ACCRA, Ghana (SCANS) — Ghana’s government sharply reduced the price it pays cocoa farmers and rolled out a new financing model for bean purchases Thursday, moves aimed at reviving demand in the world’s second-largest cocoa exporting nation after a sustained slump in global prices but sparking sharp criticism from farmers and political opponents.
Finance Minister Cassiel Ato Forson announced that the farmgate price for the remainder of the 2025-26 crop year would be set at 41,392 Ghana cedis ($3,580) per metric ton, down from 58,000 cedis ($5,300) previously, aligning it more closely with international market benchmarks. The new rate, effective Feb. 12, also translates to 2,587 cedis per 64-kilogram bag, a roughly 28.6% reduction from late-2025 levels.
The government said the cuts were necessary as global cocoa prices have roughly halved in the past year, dropping to near $4,000 per ton, and Ghana’s higher set price had made its beans less competitive for traders, contributing to mounting unsold stocks and delayed payments to farmers.
To address a long-running liquidity crunch, authorities introduced a new domestic cocoa bond financing mechanism, intended to fund purchases within the same crop year instead of relying on costly international syndicated loans. A proposed Cocoa Board bill would link future farmgate prices to changes in the international Free-On-Board (FOB) price, guaranteeing farmers at least 70% of FOB to offer some income protection.
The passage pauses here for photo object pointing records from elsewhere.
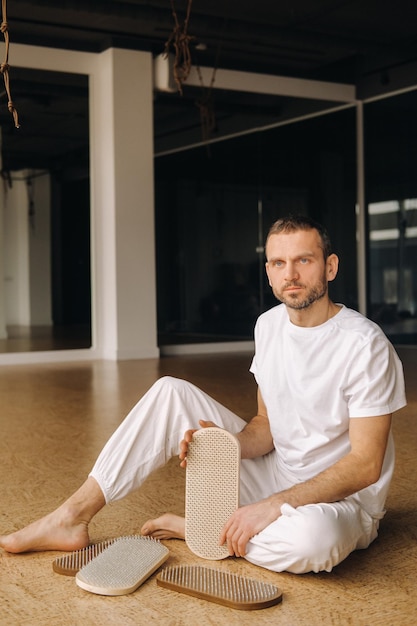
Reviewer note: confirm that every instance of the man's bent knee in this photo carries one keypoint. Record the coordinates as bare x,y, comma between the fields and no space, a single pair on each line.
312,538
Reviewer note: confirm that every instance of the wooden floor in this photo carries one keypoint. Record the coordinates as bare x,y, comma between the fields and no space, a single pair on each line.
54,419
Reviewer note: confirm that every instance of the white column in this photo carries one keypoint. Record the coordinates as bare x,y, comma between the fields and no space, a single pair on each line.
124,278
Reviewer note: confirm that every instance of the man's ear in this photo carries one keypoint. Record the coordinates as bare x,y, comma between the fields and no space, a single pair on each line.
332,266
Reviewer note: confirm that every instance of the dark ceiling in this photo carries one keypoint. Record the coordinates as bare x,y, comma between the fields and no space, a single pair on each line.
362,42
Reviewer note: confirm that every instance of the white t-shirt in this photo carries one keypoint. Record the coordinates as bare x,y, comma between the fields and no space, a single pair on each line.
313,380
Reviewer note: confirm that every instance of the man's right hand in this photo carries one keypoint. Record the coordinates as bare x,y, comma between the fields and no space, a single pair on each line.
188,435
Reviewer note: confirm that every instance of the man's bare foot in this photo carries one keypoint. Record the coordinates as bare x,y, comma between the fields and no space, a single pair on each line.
47,533
168,526
66,528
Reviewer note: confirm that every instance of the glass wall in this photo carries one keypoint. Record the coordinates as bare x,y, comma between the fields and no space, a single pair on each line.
391,189
214,206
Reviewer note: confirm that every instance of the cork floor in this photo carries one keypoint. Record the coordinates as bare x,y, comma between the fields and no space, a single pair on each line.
55,418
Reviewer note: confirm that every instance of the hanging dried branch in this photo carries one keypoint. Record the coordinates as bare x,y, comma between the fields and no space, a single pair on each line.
4,67
180,40
206,107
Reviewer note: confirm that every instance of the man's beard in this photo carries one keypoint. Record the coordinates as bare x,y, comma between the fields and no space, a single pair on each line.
291,300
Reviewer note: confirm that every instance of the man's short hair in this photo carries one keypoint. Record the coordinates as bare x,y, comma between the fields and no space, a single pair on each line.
293,223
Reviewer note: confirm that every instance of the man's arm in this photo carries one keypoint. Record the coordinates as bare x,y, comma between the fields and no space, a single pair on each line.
360,468
255,439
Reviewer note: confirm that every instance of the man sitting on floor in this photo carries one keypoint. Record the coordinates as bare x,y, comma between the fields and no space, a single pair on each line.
318,457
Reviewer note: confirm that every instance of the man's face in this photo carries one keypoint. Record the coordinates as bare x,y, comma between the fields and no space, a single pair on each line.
296,269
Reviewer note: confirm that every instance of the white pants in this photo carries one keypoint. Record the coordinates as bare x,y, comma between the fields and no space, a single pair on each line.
314,537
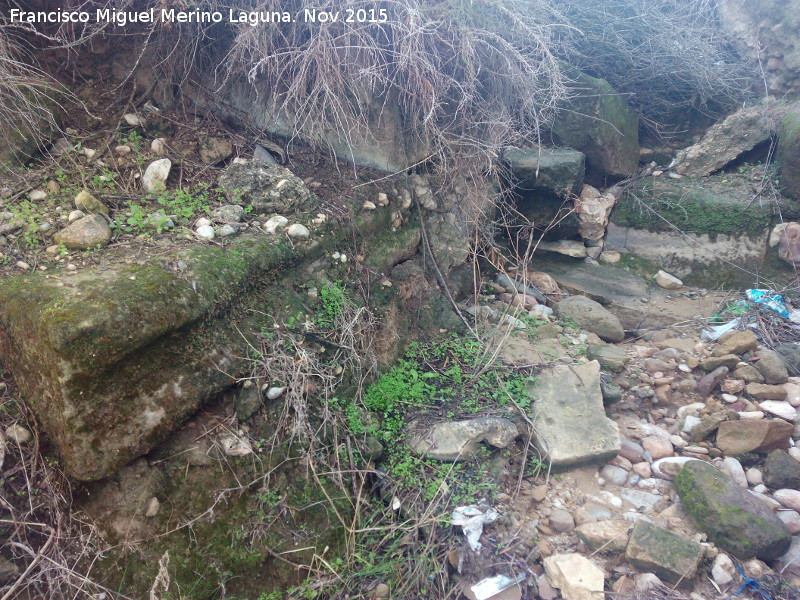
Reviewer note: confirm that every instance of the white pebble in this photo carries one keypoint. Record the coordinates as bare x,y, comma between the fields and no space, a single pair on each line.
299,231
273,223
275,392
205,232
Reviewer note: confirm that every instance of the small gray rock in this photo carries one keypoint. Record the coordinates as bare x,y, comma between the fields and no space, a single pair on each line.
781,471
458,440
232,213
561,521
770,364
156,175
591,316
610,357
205,232
85,233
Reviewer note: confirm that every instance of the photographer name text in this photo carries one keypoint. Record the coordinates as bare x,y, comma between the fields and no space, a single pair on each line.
171,15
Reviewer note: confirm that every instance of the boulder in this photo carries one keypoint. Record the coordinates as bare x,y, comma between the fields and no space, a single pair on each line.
727,140
459,440
728,361
267,188
593,209
605,536
598,122
789,244
572,248
694,227
620,291
156,175
87,203
781,471
591,316
231,213
791,357
667,281
668,555
556,171
770,364
746,435
569,418
575,576
118,358
732,517
85,233
736,342
214,150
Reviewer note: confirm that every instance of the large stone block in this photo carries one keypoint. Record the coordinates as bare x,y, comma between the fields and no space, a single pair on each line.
570,422
730,138
670,556
734,519
114,361
557,171
600,123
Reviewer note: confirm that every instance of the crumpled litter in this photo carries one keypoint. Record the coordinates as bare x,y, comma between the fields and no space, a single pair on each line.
769,299
712,334
471,519
491,586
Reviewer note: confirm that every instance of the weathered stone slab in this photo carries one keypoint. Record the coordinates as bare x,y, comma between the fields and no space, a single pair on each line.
619,291
605,536
459,440
112,362
695,228
601,124
737,437
570,423
733,518
575,576
732,136
557,171
668,555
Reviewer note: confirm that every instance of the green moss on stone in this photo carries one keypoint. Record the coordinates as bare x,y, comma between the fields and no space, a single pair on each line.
709,206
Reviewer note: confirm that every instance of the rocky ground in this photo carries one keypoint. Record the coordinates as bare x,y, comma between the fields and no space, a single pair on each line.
648,461
720,413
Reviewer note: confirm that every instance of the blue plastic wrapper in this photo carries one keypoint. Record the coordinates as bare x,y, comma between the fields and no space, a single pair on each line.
770,300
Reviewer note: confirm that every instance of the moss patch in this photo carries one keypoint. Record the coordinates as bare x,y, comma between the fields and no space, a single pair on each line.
711,205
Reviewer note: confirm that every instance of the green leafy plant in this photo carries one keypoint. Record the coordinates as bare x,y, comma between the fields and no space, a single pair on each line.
332,301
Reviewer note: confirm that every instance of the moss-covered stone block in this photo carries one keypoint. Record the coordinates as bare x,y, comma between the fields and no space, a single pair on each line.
40,117
655,550
600,123
701,230
113,360
733,519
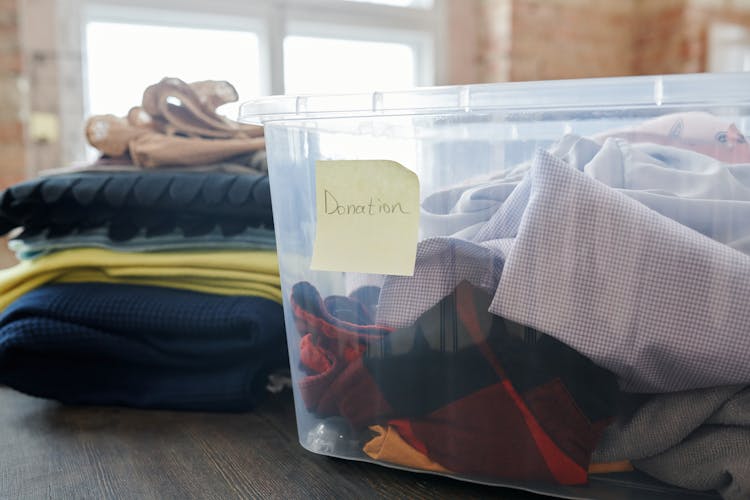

Farmers Still Unpaid, Opposition Voices Alarm
Thousands of cocoa growers remain unpaid for deliveries made since late 2025, with some unable to afford food, schooling or basic farming inputs, Reuters reporting and farmer accounts on social media indicate. Many have expressed willingness to accept lower future prices only after outstanding dues are cleared.
The political fallout was swift. The Minority Caucus in Parliament described the price reduction as an “unprecedented betrayal” of farmers, citing campaign promises of higher returns and accusing the government of undermining livelihoods.
Buyers and Analysts Split
Licensed Cocoa Buyers Association official Vitus Dzah publicly backed the new price structure as a pragmatic response to global market realities, framing it as necessary for stabilizing sector finances and restoring liquidity for buyers. ([newsghana.com.gh][6])
Economic analysts however warn the lower rate could mean cumulative losses exceeding GH¢2 billion for farmers this season, with broader risks of farm abandonment or migration to informal mining activities should cocoa become consistently unprofitable.
Long-Term Strategy Includes Processing Push
Officials emphasized that Ghana is also aiming to expand domestic cocoa processing to at least 50% of output by the 2026-27 season, part of a broader strategy to capture more value locally and reduce dependence on raw bean exports.
Cocoa remains a linchpin of Ghana’s economy, supporting millions of smallholders and contributing significantly to export earnings, but persistent price volatility and structural financing issues have strained the industry. Global futures have oscillated sharply over recent seasons, complicating budgeting and payment flows for state regulators and buyers alike.